Not surprisingly, she got HUGE results -- the same 20 to 25 percent figure the colleges want us to believe. Mac Donald says, and I believe, that many women who answered "yes" simply had on "beer goggles" at a bar and put out, then regretted it.

But here's the problem: Neither question addressed the man's intent, the woman's actions against the man, or any of the circumstances of the act. Rape is -- or has been up until now -- described legally by a particular set of circumstances that feminists are now trying to redefine. Just as anti-war factions are trying to redefine "torture" in order to create a cause where where wasn't one before, the feminists want to broaden the meaning of rape so more women become victims, thus increasing the relevance of their cause.

Laer then moves on to discuss drug-facilitated rape, where GHB or some other "date-rape drug" is slipped into a woman's drink.

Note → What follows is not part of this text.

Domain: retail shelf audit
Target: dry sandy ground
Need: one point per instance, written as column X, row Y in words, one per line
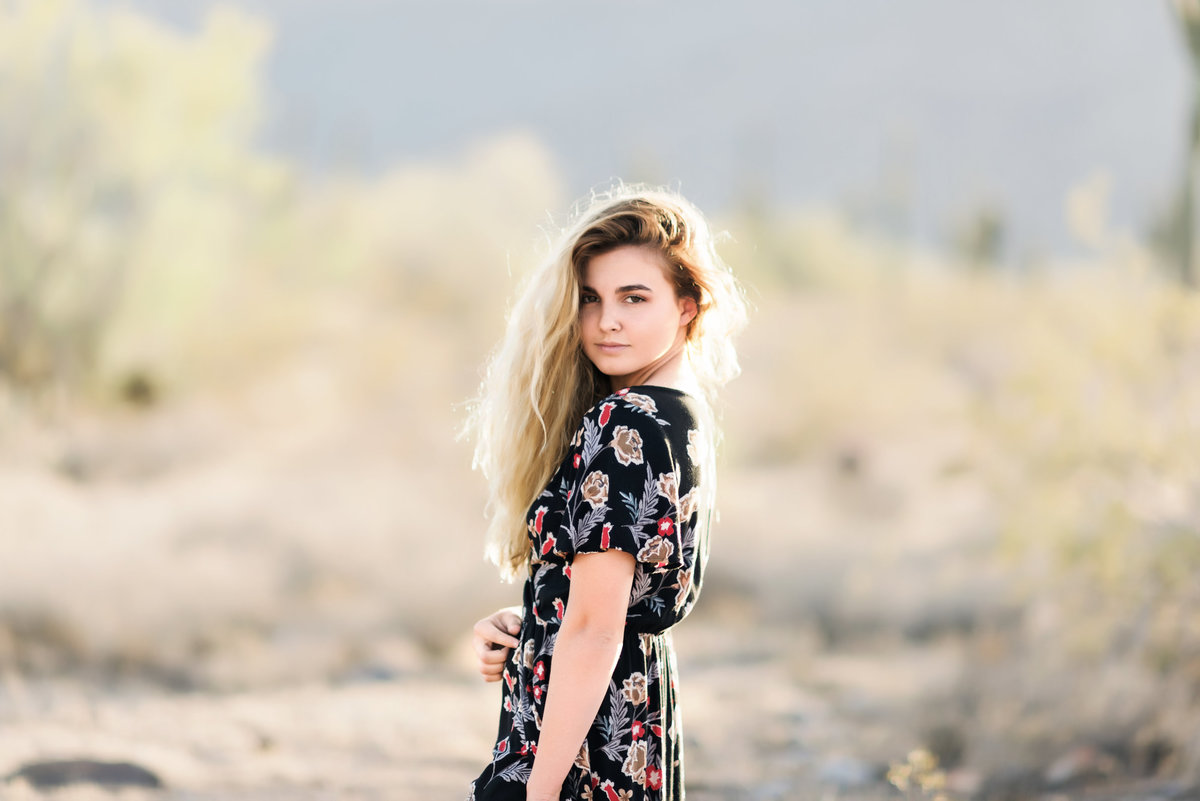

Victims like Annette have trouble convincing police and prosecutors they've been raped. They have no memory of what happened and there's frequently no physical evidence because memories of what happened to them start to become real well after the crime. And, most damaging to the victims, law enforcement officials too readily dismiss these victims as bar sluts, not rape victims. That's particularly damaging to them because they were drugged, and were not drunk and promiscuous prior to being drugged.

To the extent that creating a false crisis out of campus and bar rapes will help the thousands of Annettes who are struggling to be heard, and who are psychologically damaged because society is calling them bar sluts instead of rape victims, more power to the false statistics.

But the studies cited by Clark-Flory do just the opposite. They group true date-rape victims with the girls who just got drunk and got laid. That minimizes the crime, and worse, it minimizes the perpetrator. One perp is a premeditating criminal who uses dangerous drugs just as effectively as other rapists use weapons and threats of violence; the other is some guy who just happened to be at a bar when a drunk girl said, "Lesh do it."

The other danger of the Clark-Flory approach is that it places justice in the hands of collegiate bureaucrats. As you can imagine, the colleges have set up protocols for dealing with the crisis created by foolishly broadening the definition of rape. Girls can ask committees of muddle-headed academics to rule on the fate of boys whose crime may have been no more than to say "Sure" to the girl's "Lesh do it."

Come to think of it, it may be tempting to skew the data to gin up more support for your cause. There are examples covering such things as rape, harassment, homelessness, hunger, and any number of topics where someone has an axe to grind. The thing is, if you fiddle with statistics and definitions to make whatever problem you want people to notice look more prevalent, are you doing yourself any good in the long run?